Since the Romans
(123 BC until today)
With the fall of Carthage and the occupation of the Balearic Islands by the Romans in 123 BC, the era of Talaiotic culture officially came to an end. However, many of its villages and buildings were still inhabited during the Roman period and the subsequent occupation by the Moors, right into the Middle Ages. It was not until the Christian reconquest of the Balearic Islands by the Catalonian King James I that life in the Talaiotic villages, most of which are much older than the "eternal" city of Rome, came to an end. Since then, the monuments have fallen into disrepair or were used as quarries for new buildings until the 1920s.
Talaiotic period
(approx. 1,300 to 123 BC.)
Between the years 1,300 and 1,200 BC, a significant change in architectural style took place on the island. The navetas, in which groups of up to 50 people lived, disappeared and the talaiot form of construction appeared. These were villages with a central round tower (Arab: Atalaia = watchtower) around which small rectangular "row houses" were grouped. These villages provided space for an estimated 300 to 400 inhabitants.
Pre-Talaiotic period
(approx. 3,000 to 1,300 BC.)
At the beginning of this period, Mallorca was Neolithic. Small groups of people lived in caves or under rock vaults and produced ceramics. With the beginning of the Copper Age, around 2,200 BC, we also find on Mallorca the "bell cup" culture known from all over Western Europe. The Mallorcans of that time probably lived in small, isolated family groups spread all over the island.
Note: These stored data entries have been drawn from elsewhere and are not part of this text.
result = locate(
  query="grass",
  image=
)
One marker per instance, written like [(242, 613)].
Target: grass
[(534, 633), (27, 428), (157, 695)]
Around the year 2,000 BC, the megalithic burial culture, which had already been developing in northern Europe for more than a thousand years, also appeared on Mallorca. While natural caves were still used as burial sites at the beginning of the Pre-Talaiotic period, "artificial caves" - elongated, vaulted rooms made of stone and earth - were now built to bury the dead.
Almost at the same time, the so-called "navetas" (from Latin nave = ship) appeared. These are halls made of large stone blocks whose elongated, arched shape is reminiscent of an upside-down ship. While these buildings were used exclusively as burial sites on Menorca, they were completely normal dwellings for the people on Mallorca.